Senada dengan Muchlis, Taufik melihat pentingnya komunikasi awal dalam menjalin hubungan dengan para petugas di Mu’aishim. Karenanya, keberadaan Naif memang cukup signifikan. Selain bisa berbahasa Arab, menurut Taufik, Naif juga tidak mudah menyerah.

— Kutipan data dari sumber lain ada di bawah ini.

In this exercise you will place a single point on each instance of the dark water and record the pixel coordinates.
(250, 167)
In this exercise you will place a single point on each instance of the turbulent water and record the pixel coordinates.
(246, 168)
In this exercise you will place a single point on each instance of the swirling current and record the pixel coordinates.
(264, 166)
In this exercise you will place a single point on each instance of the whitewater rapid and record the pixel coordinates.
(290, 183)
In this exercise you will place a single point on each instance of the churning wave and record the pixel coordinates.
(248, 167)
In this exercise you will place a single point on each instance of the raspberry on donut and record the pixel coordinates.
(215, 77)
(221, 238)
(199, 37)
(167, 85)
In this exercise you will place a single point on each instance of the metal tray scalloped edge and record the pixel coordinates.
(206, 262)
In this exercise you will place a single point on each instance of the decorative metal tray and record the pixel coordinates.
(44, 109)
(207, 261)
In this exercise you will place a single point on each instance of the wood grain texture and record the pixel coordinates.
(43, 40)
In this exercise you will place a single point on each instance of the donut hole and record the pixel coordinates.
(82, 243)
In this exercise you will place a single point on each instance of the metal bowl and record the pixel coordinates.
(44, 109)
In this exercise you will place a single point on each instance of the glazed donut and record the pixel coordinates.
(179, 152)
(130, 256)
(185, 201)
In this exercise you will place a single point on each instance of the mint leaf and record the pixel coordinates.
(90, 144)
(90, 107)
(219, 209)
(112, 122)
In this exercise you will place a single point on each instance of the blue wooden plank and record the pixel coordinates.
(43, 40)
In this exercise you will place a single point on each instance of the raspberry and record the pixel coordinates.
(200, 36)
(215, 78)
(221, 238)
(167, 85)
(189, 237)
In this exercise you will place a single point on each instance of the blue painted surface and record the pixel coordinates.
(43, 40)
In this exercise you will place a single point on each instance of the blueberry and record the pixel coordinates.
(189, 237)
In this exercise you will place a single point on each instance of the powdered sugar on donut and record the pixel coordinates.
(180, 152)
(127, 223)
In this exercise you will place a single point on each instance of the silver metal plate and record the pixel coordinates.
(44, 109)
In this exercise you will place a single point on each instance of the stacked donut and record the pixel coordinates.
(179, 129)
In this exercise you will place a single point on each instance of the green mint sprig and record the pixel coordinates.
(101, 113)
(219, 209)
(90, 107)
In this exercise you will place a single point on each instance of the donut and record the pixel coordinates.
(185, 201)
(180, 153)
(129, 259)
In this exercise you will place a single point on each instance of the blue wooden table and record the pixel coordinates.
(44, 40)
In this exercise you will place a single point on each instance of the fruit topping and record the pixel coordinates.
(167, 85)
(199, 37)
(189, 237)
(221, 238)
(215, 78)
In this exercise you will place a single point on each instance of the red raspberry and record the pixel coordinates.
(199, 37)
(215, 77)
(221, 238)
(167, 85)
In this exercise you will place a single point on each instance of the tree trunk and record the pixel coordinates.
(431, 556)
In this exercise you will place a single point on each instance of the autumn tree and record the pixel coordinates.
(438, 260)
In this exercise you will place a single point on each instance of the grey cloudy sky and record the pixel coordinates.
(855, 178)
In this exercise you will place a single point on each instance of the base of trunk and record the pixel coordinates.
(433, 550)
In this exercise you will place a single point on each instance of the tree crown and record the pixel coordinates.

Naif (33) mengiyakan apa yang disampaikan ketua timnya, Jaetul Muchlis dan sejawatnya Taufik. Dia mengaku dengan orang Arab itu bisa seperti teman, meski orang Arab sering kaget ketika melihat wajahnya khas Indonesia tapi lebih lancar berbahasa Arab.
“Saya bisa gunakan bahasa Arab sehingga bisa ambil informasi. Saya bilang mau data ini langsung dikasih. Itu karena ada kemampuan bahasa, apalagi saya juga tahu sifat orang Arab,” terangnya.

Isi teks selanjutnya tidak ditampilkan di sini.